Dumbledore's pleading/What Horcruxes Dumbledore and Harry destroyed?

pippin_999 foxmoth at qnet.com
Fri Oct 14 14:06:37 UTC 2005


No: HPFGUIDX 141596

Nora:
> In fact, I think the whole "JKR is super-twisty" line of argument, 
> which is practically fandom gospel, is probably overrated.  We haven't 
> had anything Scabbers-class BANG-y in wot, three books or so--but PoA 
> continually gets pulled up as the model to follow, rather than the 
> exceptionally fine (but exceptional) twist of plotting.
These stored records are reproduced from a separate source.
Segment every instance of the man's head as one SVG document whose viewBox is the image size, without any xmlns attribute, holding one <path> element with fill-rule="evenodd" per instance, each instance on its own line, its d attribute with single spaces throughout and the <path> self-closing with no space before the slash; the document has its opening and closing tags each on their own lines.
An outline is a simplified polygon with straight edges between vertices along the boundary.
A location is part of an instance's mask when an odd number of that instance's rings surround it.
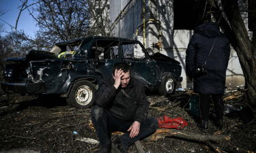
<svg viewBox="0 0 256 153">
<path fill-rule="evenodd" d="M 115 70 L 123 70 L 124 76 L 121 78 L 121 86 L 125 88 L 130 82 L 130 66 L 126 63 L 115 63 L 113 68 L 112 75 L 115 75 Z"/>
</svg>

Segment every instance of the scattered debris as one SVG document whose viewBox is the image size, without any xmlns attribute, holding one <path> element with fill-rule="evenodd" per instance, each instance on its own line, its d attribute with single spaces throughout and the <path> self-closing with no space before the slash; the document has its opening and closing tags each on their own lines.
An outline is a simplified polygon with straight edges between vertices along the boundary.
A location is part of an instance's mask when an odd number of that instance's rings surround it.
<svg viewBox="0 0 256 153">
<path fill-rule="evenodd" d="M 10 94 L 8 100 L 5 93 L 1 92 L 0 153 L 18 148 L 35 152 L 98 152 L 90 109 L 76 109 L 68 106 L 63 99 L 53 97 L 47 99 Z M 225 124 L 221 131 L 212 120 L 208 130 L 198 127 L 189 101 L 194 94 L 191 90 L 177 90 L 169 97 L 149 95 L 151 105 L 148 116 L 182 117 L 188 124 L 182 130 L 158 129 L 139 144 L 130 147 L 129 152 L 255 152 L 256 122 L 253 112 L 246 107 L 242 90 L 226 93 Z M 212 110 L 210 112 L 214 113 Z M 113 133 L 114 136 L 122 134 Z"/>
</svg>

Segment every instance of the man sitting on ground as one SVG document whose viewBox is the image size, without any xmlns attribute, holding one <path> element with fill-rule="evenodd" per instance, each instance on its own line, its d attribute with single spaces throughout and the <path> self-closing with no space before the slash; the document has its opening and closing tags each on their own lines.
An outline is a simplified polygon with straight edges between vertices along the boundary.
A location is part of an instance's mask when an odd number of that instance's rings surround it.
<svg viewBox="0 0 256 153">
<path fill-rule="evenodd" d="M 91 120 L 96 129 L 100 149 L 99 152 L 110 152 L 111 133 L 124 133 L 114 144 L 122 153 L 142 138 L 153 133 L 158 121 L 147 117 L 149 101 L 144 86 L 130 76 L 130 67 L 126 63 L 116 63 L 113 77 L 103 80 L 91 109 Z"/>
</svg>

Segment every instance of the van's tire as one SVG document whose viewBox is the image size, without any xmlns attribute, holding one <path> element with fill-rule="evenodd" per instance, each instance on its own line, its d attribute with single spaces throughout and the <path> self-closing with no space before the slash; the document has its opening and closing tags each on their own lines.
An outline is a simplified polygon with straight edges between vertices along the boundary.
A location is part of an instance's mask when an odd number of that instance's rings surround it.
<svg viewBox="0 0 256 153">
<path fill-rule="evenodd" d="M 175 92 L 175 80 L 171 75 L 165 75 L 161 80 L 159 88 L 159 93 L 160 95 L 171 95 Z"/>
<path fill-rule="evenodd" d="M 95 99 L 96 88 L 89 81 L 74 83 L 66 99 L 69 105 L 79 109 L 89 108 Z"/>
</svg>

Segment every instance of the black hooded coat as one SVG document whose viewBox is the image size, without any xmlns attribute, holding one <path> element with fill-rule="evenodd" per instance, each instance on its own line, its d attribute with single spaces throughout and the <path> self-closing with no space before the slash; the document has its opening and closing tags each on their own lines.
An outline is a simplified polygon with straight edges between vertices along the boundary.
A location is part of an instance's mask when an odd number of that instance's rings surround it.
<svg viewBox="0 0 256 153">
<path fill-rule="evenodd" d="M 230 44 L 227 38 L 220 32 L 219 27 L 213 22 L 197 27 L 186 53 L 186 72 L 190 78 L 193 78 L 194 92 L 204 95 L 223 94 Z M 206 74 L 197 75 L 196 69 L 204 65 L 205 61 Z"/>
</svg>

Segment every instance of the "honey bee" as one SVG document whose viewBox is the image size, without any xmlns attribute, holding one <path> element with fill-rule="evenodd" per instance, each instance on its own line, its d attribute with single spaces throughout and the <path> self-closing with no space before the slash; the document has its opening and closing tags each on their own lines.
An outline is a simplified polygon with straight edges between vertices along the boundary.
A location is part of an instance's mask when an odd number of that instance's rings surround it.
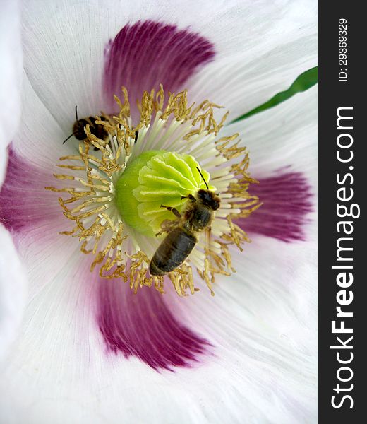
<svg viewBox="0 0 367 424">
<path fill-rule="evenodd" d="M 214 211 L 220 206 L 220 198 L 209 189 L 203 174 L 198 167 L 197 169 L 207 189 L 198 190 L 195 196 L 189 194 L 181 197 L 188 199 L 188 204 L 184 215 L 181 216 L 174 208 L 161 205 L 162 208 L 172 211 L 179 219 L 176 221 L 169 221 L 172 223 L 173 228 L 167 230 L 167 235 L 150 261 L 150 275 L 163 276 L 178 268 L 198 242 L 197 234 L 203 230 L 210 229 L 214 218 Z"/>
<path fill-rule="evenodd" d="M 100 121 L 107 121 L 107 118 L 104 116 L 100 117 Z M 84 131 L 85 126 L 89 124 L 90 133 L 100 139 L 101 140 L 106 140 L 108 137 L 108 133 L 104 129 L 103 125 L 100 124 L 96 124 L 95 122 L 97 119 L 95 117 L 88 117 L 87 118 L 82 118 L 81 119 L 78 119 L 78 106 L 76 106 L 76 122 L 73 125 L 73 132 L 70 134 L 68 137 L 65 139 L 63 141 L 63 144 L 64 144 L 71 137 L 74 136 L 76 139 L 78 140 L 83 141 L 87 139 L 87 134 Z M 138 131 L 135 131 L 135 140 L 134 143 L 136 143 L 138 141 L 138 136 L 139 134 Z M 97 147 L 95 147 L 95 150 L 98 150 Z"/>
<path fill-rule="evenodd" d="M 87 118 L 82 118 L 81 119 L 78 119 L 78 110 L 77 106 L 76 106 L 76 122 L 73 125 L 73 132 L 70 134 L 70 136 L 66 139 L 63 141 L 63 144 L 66 143 L 71 137 L 74 136 L 76 139 L 78 140 L 85 140 L 87 138 L 87 135 L 85 134 L 85 131 L 84 129 L 85 126 L 89 124 L 90 132 L 96 137 L 98 137 L 101 140 L 105 140 L 108 136 L 108 133 L 105 130 L 104 126 L 103 125 L 100 125 L 96 124 L 96 119 L 95 117 L 88 117 Z M 106 121 L 106 118 L 103 116 L 100 117 L 101 121 Z M 97 150 L 97 148 L 95 147 L 95 150 Z"/>
</svg>

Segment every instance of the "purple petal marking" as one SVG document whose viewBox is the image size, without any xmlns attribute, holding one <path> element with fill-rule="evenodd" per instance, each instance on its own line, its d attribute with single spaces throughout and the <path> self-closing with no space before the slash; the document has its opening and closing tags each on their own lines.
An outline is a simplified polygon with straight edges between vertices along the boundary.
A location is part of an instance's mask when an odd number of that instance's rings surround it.
<svg viewBox="0 0 367 424">
<path fill-rule="evenodd" d="M 250 235 L 262 234 L 287 242 L 304 240 L 306 215 L 313 211 L 311 187 L 299 172 L 278 172 L 251 186 L 251 194 L 258 196 L 264 204 L 236 223 Z"/>
<path fill-rule="evenodd" d="M 103 78 L 107 105 L 125 86 L 131 105 L 143 92 L 159 88 L 176 91 L 200 65 L 213 59 L 213 45 L 188 30 L 152 20 L 124 26 L 105 49 Z"/>
<path fill-rule="evenodd" d="M 134 295 L 121 280 L 99 283 L 97 322 L 109 351 L 171 370 L 192 366 L 206 351 L 210 343 L 180 324 L 154 288 Z"/>
<path fill-rule="evenodd" d="M 0 189 L 0 222 L 6 228 L 18 232 L 62 218 L 55 193 L 44 189 L 52 180 L 52 170 L 37 167 L 9 147 L 8 170 Z"/>
</svg>

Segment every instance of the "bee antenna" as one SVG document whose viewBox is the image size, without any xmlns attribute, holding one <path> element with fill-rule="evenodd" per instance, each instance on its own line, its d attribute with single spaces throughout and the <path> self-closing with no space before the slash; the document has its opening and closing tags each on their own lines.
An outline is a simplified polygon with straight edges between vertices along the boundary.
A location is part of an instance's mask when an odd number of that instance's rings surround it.
<svg viewBox="0 0 367 424">
<path fill-rule="evenodd" d="M 201 171 L 199 170 L 198 167 L 196 167 L 196 169 L 198 170 L 198 171 L 199 171 L 199 174 L 201 175 L 201 177 L 203 178 L 203 181 L 205 183 L 206 187 L 209 190 L 209 187 L 207 184 L 207 182 L 205 181 L 205 179 L 204 178 L 204 177 L 203 177 L 203 174 L 201 173 Z"/>
<path fill-rule="evenodd" d="M 67 139 L 65 139 L 65 140 L 64 140 L 64 141 L 62 142 L 62 143 L 63 143 L 63 144 L 65 144 L 65 143 L 66 143 L 66 141 L 68 141 L 68 139 L 69 139 L 71 137 L 72 137 L 73 136 L 75 136 L 75 134 L 76 134 L 76 132 L 71 133 L 71 134 L 70 134 L 70 136 L 68 136 Z"/>
</svg>

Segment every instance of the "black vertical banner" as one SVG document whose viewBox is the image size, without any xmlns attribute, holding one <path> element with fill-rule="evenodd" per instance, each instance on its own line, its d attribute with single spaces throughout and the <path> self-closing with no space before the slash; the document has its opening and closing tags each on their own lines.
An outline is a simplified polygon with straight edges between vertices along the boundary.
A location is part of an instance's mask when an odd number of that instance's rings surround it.
<svg viewBox="0 0 367 424">
<path fill-rule="evenodd" d="M 362 5 L 319 2 L 318 415 L 323 424 L 366 420 L 367 89 L 362 75 L 367 73 L 367 21 Z"/>
</svg>

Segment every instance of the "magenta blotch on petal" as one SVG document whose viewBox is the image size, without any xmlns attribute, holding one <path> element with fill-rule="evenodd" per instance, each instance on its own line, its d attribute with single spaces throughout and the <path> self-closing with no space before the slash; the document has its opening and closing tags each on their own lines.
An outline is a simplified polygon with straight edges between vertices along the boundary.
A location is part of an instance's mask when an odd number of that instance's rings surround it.
<svg viewBox="0 0 367 424">
<path fill-rule="evenodd" d="M 203 65 L 214 58 L 212 43 L 188 30 L 146 20 L 126 25 L 105 49 L 103 87 L 106 102 L 116 108 L 114 95 L 122 86 L 131 104 L 145 90 L 159 88 L 166 93 L 184 88 L 183 84 Z"/>
<path fill-rule="evenodd" d="M 37 167 L 17 155 L 11 146 L 8 154 L 6 177 L 0 189 L 1 223 L 18 232 L 53 218 L 62 223 L 57 196 L 44 189 L 54 182 L 52 164 L 49 170 Z"/>
<path fill-rule="evenodd" d="M 155 370 L 190 367 L 209 346 L 181 324 L 153 288 L 134 295 L 121 280 L 100 281 L 97 321 L 107 348 Z"/>
<path fill-rule="evenodd" d="M 304 240 L 306 216 L 313 211 L 311 189 L 300 172 L 279 171 L 279 175 L 260 178 L 251 185 L 251 194 L 263 202 L 248 218 L 237 220 L 251 236 L 262 234 L 284 242 Z"/>
</svg>

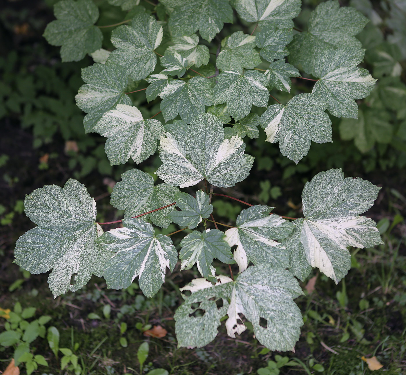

> I expect some things to be resolved and explained, but I suspect I 
> expect more of it to stand as 'dude, just the way that things happen, 
> you know', than you do, my dear Pippin.  That said, consequently my 
> rate of wildly off guesses is much lower. :)

Pippin:
::shrugs:: There's no penalty for being wrong. Er, except for looking
a bit silly. Whether people who spend hours of their time discussing
an imaginary universe on the Internet should be worried about that
is not for me to say <g>.

 I predicted that if and when any of my fiercely 
defended theories proved wrong, there'd be  plenty of
disappointed Shippers eating crow along with me, and *that* 
prediction, you must admit, was dead on. <veg>

I suppose it's a statistical certainty that somewhere in this huge
archive of posts are the predictions of The Poster Who Has Never
Yet Been Wrong. But I'd give even money it's not a name even old
post trawlers would recognize off hand. I don't read posts to find
out what's going to happen in the next book, I read them to be
entertained, and sometimes enlightened, by what's going through
my fellow posters' minds. 

All predictions can tell us is what the readers expect (or fear) to get 
out of the next book, not what the author intends to put there. All 
ESE!Lupin tells you is that I expect a nice, juicy mystery plot, and
have taken the liberty of inventing one from the information at hand. As
I don't consider myself a brilliant inventor, it's my assumption that
JKR went there first. I could be wrong.

But I don't see how you could take JKR's constant references to
clues, hints, red herrings and detective stories at face value and
*not* conclude that there is an unresolved mystery plot and that
it's rather bangy. Whether it has anything to do with ESE!Lupin
and/or DDM!Snape we'll all know when Book Seven comes out and
not before, but we have established, I think, that neither can
be refuted without resort to Flints and/or poetic license.

Either is, of course, a possibility, but Rowling has corrected
Flints that seemed to impinge on major plot points, and she
has never yet, to my knowledge, explained away a major, plot-
relevant discrepancy by claiming artistic license.